# Buckled countertop



## Thurman (Feb 9, 2009)

I installed new formica counter tops about a year ago in a ladies home. She calls the other day to tell me that one of the tops has "buckled" up really bad. When I go over to look at it: There is a place where two tops meet at 45º, and is about 2" long which has a very slight buckled up place, maybe four inches from the front edge. This appears to be where some water may have gotten in between the two pieces and caused the pressed wood product to swell some, raising the formica just enough to catch something slid across this area. It's not as bad as she had put it for sure. I did use a glue between the joints and a sealer on the top at initial installation. I'm still thinking some water/liquid got in there to cause this. Bottom line: She wants a new counter top. Any suggestions on how to lower this one little area and maintain the formica top's coloring? Thanks, David


----------



## BigJim (Sep 2, 2008)

Thurman, this is just MHO only. Why did it take a year for this to show up? There must be water involved some way, at least that is what I think. Is her dishwasher close to that area? There could be steam from the dishwasher causing it, there could be a leak in her sink or under the cabinets allowing vapor to cause it. It don't seem logical to me that the counter top would have popped after a year just on it's own unless one of the bolts was way too tight. Just a thought.


----------



## Thurman (Feb 9, 2009)

Thanks Jim, more detail: NO dishwasher, sweet little older widow lady lives alone. Joint in c'top is to left of sink, no known leak under sink, and I was all under it the other day. Range is to the left of joint. Bet it is hardly used anymore. It's just odd to me that in the entire length of this joint, approximately 26" (?) there is this one place about 2" long, 4" from the front edge buckled up. And as I said, about the thickness of the formica. It's just a nuisance thingy to her, but she wants that one entire section of c'top (with sink) replaced. I hate to be ugly, but I just don't see it her way. I'm trying to find a way to smooth this over. Both from a c'top solution and a PR solution. David


----------



## Just Bill (Dec 21, 2008)

Once the particle board swells, it is all over, I know of no way to repair that. This is obviouly not a high dollar top, since it has a miter, so either she pays or you pay. It sounds like you did what you could to prevent water damage, but she spilled water, probably a lot over time. It has been a year, so it is not a manufacturing/installation error. See if she will go halves with you.


----------



## BigJim (Sep 2, 2008)

That is an unfortunate situation for both of you. I really hate to sound so cold but even most new construction is over with after a year. If there had been something wrong, it would have shown up before a year, so like Bill said it isn't a manufacturing/installation error. I would tell her I would have to contact the manufacturer and see if they will stand behind it since so much time has lapsed, if so we will get it changed out, if they will not my hands are tied. 

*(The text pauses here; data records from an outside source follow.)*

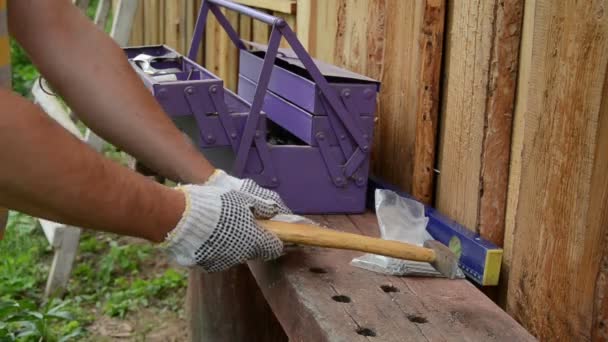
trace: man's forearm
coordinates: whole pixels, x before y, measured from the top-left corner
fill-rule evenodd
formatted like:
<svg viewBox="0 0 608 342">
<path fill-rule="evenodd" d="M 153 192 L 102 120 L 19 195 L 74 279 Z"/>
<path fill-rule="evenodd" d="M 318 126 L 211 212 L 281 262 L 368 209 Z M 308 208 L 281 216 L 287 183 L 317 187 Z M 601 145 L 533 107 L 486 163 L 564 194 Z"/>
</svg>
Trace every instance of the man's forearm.
<svg viewBox="0 0 608 342">
<path fill-rule="evenodd" d="M 32 103 L 0 90 L 0 206 L 161 241 L 184 211 L 180 191 L 103 158 Z"/>
<path fill-rule="evenodd" d="M 163 176 L 203 182 L 213 167 L 175 128 L 122 50 L 69 0 L 9 1 L 9 29 L 72 110 Z"/>
</svg>

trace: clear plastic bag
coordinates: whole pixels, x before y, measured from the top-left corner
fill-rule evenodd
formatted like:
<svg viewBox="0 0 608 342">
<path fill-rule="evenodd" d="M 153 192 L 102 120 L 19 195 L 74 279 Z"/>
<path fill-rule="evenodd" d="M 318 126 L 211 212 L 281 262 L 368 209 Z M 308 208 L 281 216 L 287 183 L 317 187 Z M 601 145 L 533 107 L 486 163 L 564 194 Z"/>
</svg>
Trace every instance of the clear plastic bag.
<svg viewBox="0 0 608 342">
<path fill-rule="evenodd" d="M 375 205 L 382 239 L 408 242 L 418 246 L 432 239 L 426 231 L 429 219 L 425 216 L 424 206 L 421 203 L 399 196 L 390 190 L 378 189 L 375 192 Z M 401 260 L 376 254 L 365 254 L 355 258 L 351 261 L 351 265 L 396 276 L 443 276 L 427 262 Z M 464 277 L 464 274 L 459 274 L 458 277 Z"/>
</svg>

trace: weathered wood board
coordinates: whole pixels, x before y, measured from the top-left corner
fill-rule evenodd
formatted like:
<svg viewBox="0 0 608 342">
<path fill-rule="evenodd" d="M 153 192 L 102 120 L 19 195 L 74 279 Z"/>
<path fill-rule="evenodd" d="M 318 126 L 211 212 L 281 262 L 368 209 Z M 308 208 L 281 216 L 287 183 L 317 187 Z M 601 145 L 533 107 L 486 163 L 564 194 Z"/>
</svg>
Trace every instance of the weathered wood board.
<svg viewBox="0 0 608 342">
<path fill-rule="evenodd" d="M 527 1 L 507 309 L 542 340 L 608 338 L 606 1 Z"/>
<path fill-rule="evenodd" d="M 436 206 L 502 246 L 523 0 L 448 9 Z"/>
</svg>

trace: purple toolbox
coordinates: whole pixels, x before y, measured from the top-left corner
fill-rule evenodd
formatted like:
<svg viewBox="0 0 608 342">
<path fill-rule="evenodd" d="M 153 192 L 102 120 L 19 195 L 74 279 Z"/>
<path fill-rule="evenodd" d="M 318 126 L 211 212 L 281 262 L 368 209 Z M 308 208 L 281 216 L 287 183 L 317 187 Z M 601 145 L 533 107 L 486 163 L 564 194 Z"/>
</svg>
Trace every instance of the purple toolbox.
<svg viewBox="0 0 608 342">
<path fill-rule="evenodd" d="M 272 26 L 243 42 L 219 7 Z M 194 62 L 211 11 L 240 50 L 238 95 Z M 293 50 L 279 49 L 284 37 Z M 379 82 L 314 61 L 287 23 L 227 0 L 204 0 L 188 56 L 125 48 L 144 84 L 214 165 L 273 189 L 296 213 L 365 210 Z"/>
</svg>

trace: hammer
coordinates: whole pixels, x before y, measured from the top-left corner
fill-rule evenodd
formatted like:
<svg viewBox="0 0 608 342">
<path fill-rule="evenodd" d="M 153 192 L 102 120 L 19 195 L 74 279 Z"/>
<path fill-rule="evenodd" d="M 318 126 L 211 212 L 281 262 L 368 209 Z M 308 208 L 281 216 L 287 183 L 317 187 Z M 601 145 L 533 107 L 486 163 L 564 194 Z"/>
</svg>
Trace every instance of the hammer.
<svg viewBox="0 0 608 342">
<path fill-rule="evenodd" d="M 428 262 L 450 279 L 456 278 L 458 272 L 458 258 L 456 255 L 447 246 L 435 240 L 427 240 L 424 242 L 424 247 L 420 247 L 405 242 L 382 240 L 365 235 L 320 228 L 312 224 L 267 220 L 260 220 L 258 223 L 284 242 Z"/>
</svg>

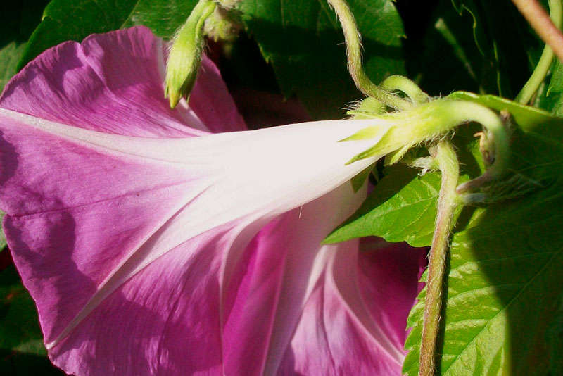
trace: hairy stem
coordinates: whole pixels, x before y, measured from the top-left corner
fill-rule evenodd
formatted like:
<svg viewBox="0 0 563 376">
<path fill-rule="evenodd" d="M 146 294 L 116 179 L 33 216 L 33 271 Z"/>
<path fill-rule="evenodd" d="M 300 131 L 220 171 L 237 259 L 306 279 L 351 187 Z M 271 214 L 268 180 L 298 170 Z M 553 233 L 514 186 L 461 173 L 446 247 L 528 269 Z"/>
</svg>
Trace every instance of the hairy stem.
<svg viewBox="0 0 563 376">
<path fill-rule="evenodd" d="M 362 37 L 358 30 L 354 15 L 350 11 L 346 0 L 327 0 L 334 10 L 344 31 L 346 42 L 348 68 L 358 89 L 368 96 L 396 110 L 407 110 L 412 104 L 374 84 L 364 72 L 362 67 Z"/>
<path fill-rule="evenodd" d="M 453 213 L 458 202 L 455 187 L 460 176 L 457 157 L 449 141 L 441 141 L 431 153 L 436 154 L 442 182 L 428 265 L 419 376 L 432 376 L 436 370 L 436 344 L 442 308 L 444 271 L 450 233 L 453 227 Z"/>
<path fill-rule="evenodd" d="M 512 0 L 522 15 L 545 42 L 563 61 L 563 34 L 553 24 L 548 13 L 537 0 Z"/>
<path fill-rule="evenodd" d="M 562 21 L 562 4 L 561 0 L 550 0 L 550 17 L 553 24 L 557 29 L 561 28 Z M 538 65 L 536 69 L 533 70 L 532 75 L 530 77 L 528 82 L 524 86 L 522 89 L 516 97 L 516 101 L 526 104 L 530 101 L 530 99 L 538 91 L 538 88 L 543 82 L 548 71 L 551 66 L 551 62 L 553 61 L 553 50 L 551 49 L 549 44 L 545 44 L 543 49 L 543 52 L 541 54 Z"/>
</svg>

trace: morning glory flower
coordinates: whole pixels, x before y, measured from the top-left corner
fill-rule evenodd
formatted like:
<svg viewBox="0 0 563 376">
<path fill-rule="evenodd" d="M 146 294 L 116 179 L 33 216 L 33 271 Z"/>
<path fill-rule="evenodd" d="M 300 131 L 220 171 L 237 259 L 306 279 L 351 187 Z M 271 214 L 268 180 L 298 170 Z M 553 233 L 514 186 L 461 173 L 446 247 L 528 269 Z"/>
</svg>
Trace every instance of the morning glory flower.
<svg viewBox="0 0 563 376">
<path fill-rule="evenodd" d="M 77 375 L 399 375 L 419 253 L 321 242 L 377 120 L 246 126 L 208 59 L 175 110 L 145 27 L 44 52 L 0 96 L 0 208 Z M 382 129 L 386 127 L 381 124 Z"/>
</svg>

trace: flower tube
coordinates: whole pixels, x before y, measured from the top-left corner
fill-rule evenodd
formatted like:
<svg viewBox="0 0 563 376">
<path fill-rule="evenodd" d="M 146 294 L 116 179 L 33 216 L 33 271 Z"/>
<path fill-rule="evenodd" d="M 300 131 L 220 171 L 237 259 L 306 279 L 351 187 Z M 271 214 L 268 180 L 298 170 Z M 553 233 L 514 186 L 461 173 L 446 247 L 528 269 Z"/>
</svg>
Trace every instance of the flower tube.
<svg viewBox="0 0 563 376">
<path fill-rule="evenodd" d="M 164 61 L 146 28 L 94 35 L 0 97 L 4 228 L 51 361 L 80 376 L 399 374 L 419 254 L 382 258 L 389 274 L 358 268 L 358 241 L 320 244 L 381 156 L 346 162 L 392 124 L 245 131 L 206 59 L 171 110 Z"/>
</svg>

I personally would be willing to change it out if she bought a new one but make sure she pays up front as you will lose, widow or not. For some strange reason, every time I tried to help some one who I thought needed help, I got burned.

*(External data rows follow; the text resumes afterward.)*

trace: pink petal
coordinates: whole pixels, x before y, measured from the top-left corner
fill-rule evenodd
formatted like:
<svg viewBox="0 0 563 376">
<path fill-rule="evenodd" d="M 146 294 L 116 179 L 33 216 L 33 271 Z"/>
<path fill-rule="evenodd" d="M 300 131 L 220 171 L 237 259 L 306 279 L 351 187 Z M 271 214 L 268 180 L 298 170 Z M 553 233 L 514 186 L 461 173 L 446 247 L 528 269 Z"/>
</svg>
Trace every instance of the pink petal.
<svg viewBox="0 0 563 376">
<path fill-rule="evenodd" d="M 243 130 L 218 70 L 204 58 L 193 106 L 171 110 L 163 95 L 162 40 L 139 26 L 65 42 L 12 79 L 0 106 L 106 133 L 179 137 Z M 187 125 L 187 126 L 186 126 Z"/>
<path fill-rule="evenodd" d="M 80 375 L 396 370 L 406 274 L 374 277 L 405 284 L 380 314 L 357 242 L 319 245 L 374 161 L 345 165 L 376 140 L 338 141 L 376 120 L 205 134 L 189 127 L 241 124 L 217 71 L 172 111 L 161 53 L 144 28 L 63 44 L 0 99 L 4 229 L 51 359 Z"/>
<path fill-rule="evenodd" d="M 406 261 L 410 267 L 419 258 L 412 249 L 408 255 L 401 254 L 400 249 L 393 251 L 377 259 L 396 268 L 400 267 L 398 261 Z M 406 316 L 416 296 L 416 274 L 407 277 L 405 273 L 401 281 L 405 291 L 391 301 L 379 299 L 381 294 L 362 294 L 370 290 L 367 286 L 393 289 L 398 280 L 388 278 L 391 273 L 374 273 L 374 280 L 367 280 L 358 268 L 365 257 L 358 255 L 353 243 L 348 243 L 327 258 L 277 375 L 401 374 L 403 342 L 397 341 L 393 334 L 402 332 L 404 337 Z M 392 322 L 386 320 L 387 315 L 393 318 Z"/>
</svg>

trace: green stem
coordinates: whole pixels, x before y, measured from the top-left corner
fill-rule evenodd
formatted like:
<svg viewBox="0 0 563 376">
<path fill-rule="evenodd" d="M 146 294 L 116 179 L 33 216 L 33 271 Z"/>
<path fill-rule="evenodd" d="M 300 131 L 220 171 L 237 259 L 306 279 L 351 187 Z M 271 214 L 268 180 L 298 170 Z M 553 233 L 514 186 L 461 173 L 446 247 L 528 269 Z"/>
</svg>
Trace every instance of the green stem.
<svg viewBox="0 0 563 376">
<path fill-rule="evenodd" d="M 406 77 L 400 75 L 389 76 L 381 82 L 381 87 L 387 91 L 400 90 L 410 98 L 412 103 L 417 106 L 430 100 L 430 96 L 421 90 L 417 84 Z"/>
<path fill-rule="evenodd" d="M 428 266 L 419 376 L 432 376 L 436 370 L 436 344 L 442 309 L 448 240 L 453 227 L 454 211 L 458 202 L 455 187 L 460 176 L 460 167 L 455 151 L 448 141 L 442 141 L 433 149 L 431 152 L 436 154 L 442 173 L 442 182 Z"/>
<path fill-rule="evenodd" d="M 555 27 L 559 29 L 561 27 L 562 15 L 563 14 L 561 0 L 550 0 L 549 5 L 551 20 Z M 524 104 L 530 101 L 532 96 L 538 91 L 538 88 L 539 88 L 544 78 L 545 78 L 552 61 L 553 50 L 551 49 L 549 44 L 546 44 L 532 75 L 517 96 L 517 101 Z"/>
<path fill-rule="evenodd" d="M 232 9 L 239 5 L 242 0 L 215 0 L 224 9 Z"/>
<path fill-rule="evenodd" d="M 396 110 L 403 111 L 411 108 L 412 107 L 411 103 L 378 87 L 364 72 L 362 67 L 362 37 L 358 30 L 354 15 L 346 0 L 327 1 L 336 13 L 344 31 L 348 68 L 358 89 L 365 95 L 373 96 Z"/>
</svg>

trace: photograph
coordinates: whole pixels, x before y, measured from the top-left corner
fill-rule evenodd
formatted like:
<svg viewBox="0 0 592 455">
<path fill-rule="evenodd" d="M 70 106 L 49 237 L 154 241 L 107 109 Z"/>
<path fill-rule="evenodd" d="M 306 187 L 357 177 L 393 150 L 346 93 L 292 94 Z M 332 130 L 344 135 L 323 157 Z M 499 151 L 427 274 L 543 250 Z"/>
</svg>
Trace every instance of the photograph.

Just had another thought, you said the bad place was next to her range, I would almost be willing to bet she set a hot pan down on it or spilled hot water on it.


----------



## Ron6519 (Mar 28, 2007)

If this is one of those curved front counters, the front is usually raised a bit. If water pooled in the area, it would get into the seam if it wasn't water tight. Replacement would be the option.
Ron


----------